OTSEGO LAKE.
At three o'clock A.M. on a cloudy and somewhat chilly morning, left the door of the Eagle in a very comfortable extra coach, which was chartered to convey a freight of four persons to the mansion of Mr. C——e, lying upon Otsego Lake, distant from Albany some sixty miles.
My companions were Mr. H——e, whom I had with me at starting, and Mr. I. V. B——n, for whom we had agreed to halt at his hotel on the top of the State House hill, and a long halt we had of it; for, having no great confidence in our punctuality, he had very wisely, as far as his own comfort was concerned, left orders to be called whenever we should appear: and not a moment earlier was he in the least danger of being roused, for we had to awaken one of the Irish waiters before he could be come at; a task of no small difficulty. After some half-hour's delay at the top of the hill, we set forward.
Mem.—In future, always arrange on all early expeditions to have my quarters beat up last.

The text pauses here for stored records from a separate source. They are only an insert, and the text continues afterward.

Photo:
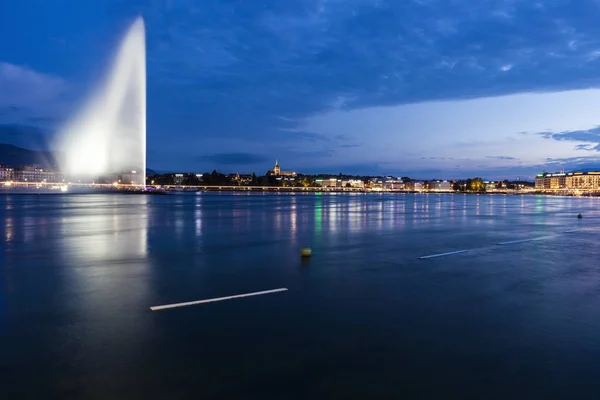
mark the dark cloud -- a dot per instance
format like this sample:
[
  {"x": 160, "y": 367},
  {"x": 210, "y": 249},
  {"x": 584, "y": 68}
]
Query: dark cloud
[
  {"x": 27, "y": 136},
  {"x": 255, "y": 70},
  {"x": 235, "y": 158},
  {"x": 501, "y": 157},
  {"x": 592, "y": 136}
]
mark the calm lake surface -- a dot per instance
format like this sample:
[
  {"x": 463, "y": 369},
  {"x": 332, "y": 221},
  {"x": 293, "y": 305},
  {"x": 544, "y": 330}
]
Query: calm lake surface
[{"x": 363, "y": 318}]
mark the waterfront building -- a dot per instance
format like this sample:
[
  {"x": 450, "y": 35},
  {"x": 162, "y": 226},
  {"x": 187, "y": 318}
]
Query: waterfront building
[
  {"x": 570, "y": 181},
  {"x": 440, "y": 186},
  {"x": 415, "y": 185},
  {"x": 276, "y": 171},
  {"x": 355, "y": 183},
  {"x": 32, "y": 173},
  {"x": 583, "y": 180},
  {"x": 6, "y": 173}
]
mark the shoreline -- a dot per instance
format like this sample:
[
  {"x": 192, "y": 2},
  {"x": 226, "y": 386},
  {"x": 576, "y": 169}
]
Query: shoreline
[{"x": 254, "y": 189}]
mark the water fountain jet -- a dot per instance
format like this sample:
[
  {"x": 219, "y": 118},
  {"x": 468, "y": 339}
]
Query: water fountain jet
[{"x": 107, "y": 138}]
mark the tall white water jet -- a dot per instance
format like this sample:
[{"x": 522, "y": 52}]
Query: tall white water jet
[{"x": 108, "y": 136}]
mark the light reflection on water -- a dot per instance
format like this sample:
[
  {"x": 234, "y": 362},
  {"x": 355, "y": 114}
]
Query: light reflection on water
[{"x": 79, "y": 274}]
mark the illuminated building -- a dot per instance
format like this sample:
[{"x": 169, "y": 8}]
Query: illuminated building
[
  {"x": 414, "y": 186},
  {"x": 6, "y": 173},
  {"x": 440, "y": 186},
  {"x": 583, "y": 180},
  {"x": 35, "y": 174},
  {"x": 570, "y": 181},
  {"x": 278, "y": 172}
]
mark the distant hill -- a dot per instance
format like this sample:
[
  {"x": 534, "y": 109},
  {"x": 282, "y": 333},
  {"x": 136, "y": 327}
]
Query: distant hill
[{"x": 16, "y": 156}]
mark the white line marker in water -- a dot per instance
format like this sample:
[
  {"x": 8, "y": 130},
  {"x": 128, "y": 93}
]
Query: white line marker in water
[
  {"x": 237, "y": 296},
  {"x": 443, "y": 254},
  {"x": 523, "y": 240}
]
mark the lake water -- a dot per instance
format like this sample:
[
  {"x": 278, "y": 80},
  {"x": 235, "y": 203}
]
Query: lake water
[{"x": 363, "y": 318}]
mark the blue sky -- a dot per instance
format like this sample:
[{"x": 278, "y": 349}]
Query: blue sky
[{"x": 423, "y": 88}]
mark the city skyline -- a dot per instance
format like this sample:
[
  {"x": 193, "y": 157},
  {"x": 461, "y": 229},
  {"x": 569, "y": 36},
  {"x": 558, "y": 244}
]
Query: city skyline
[{"x": 363, "y": 88}]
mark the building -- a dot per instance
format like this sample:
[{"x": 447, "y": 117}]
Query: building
[
  {"x": 6, "y": 173},
  {"x": 414, "y": 186},
  {"x": 331, "y": 182},
  {"x": 569, "y": 181},
  {"x": 440, "y": 186},
  {"x": 276, "y": 171},
  {"x": 583, "y": 180},
  {"x": 33, "y": 173},
  {"x": 355, "y": 183}
]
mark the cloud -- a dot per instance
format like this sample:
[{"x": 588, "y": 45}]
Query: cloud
[
  {"x": 235, "y": 158},
  {"x": 260, "y": 72},
  {"x": 22, "y": 87},
  {"x": 502, "y": 157},
  {"x": 31, "y": 97},
  {"x": 591, "y": 136},
  {"x": 26, "y": 136}
]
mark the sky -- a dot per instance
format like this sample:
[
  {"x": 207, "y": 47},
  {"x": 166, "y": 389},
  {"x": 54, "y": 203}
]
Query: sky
[{"x": 421, "y": 88}]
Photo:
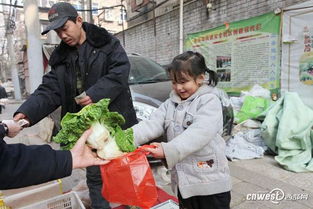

Although the morning broke gloomily, the sun rose brave and bright, and managed throughout the day to keep the field against both wind and cloud, that sought to overcast him. For the most part, this line of country is very tame, and offers little to compensate for the bad road leading through it. The amusement, therefore, which a series of fine landscapes affords the traveller not being found here, we had to draw upon our own personal resources to banish weariness; happily these were not wanting: the youngest of my friends was the son of a leading Whig, or Oppositionist, and newly inoculated with the right degree of political fervour becoming the time and his age; the senior was a Tory, or of the Government party, possessed of much natural humour, and having a thorough knowledge of the people.
Previous to starting, the young politician was bold in his assertion that in Schoharie county,—that through which our route lay,—the Whig interest was in the ascendant; this assertion his better instructed opponent as stoutly contradicted, insisting on the contrary, that Jacksonism was the political creed cherished as orthodox amongst the country people.
The mode of coming at the true state of the parties was simple enough; we had only, whilst halting to change horses or bait, to touch upon the absorbing topic of the day, and the village loungers, landlord, bar-keeper, and guests, might have been placed upon a canvassing roll without a chance of error, so decidedly did they make "their love known."
I soon discovered that the "ould Gineral" had a hollow thing of it on this line of march, as, indeed, I have uniformly observed to be the case in all the agricultural districts; and although it may be argued that the confidence of these sons of the soil may neither be wisely nor well placed, it must, I conceive, be on all hands admitted that it is at least the result of honest conviction; for, if a stranger may be permitted to judge, I should say, a more virtuous and right-meaning class does not exist than the agriculturists generally of these States; indeed it appears clear to me that it is to this great body of truly independent electors the political seer must turn when he would desire fairly to calculate the probable changes likely to be worked out in this vast region. They are the owners of the land which their votes govern; they are invulnerable to the anarchist and the mad agrarian; they are observant and intelligent; and although liable, as are all men, to be for a time hoodwinked, or led astray, by interested brawlers, only let the veil be once lifted, and a glimpse afforded which shall inform them that their property or the country's freedom are endangered, and they will be found a rampart behind which all true patriots, the lovers of order and country, may rally, and which they may hold impregnable against the furious assault of the leveller, or the insidious sap of the disguised despot.
But enough of this: chacun à son métier; yet here I am betrayed into a homily where I only contemplated a jest. The truth is, my allusion to this topic at all arose from the vivid recollection I still have of the great fun I derived from this canvassing of my companions in support of their opinions previously expressed.
At each new stopping-place, my Whig friend would jump out with eager anticipations that here his majority would be made too palpable for denial; after him would quickly stride his long-legged, long-headed rival; and in a moment both were hard at it with the inmates of the house.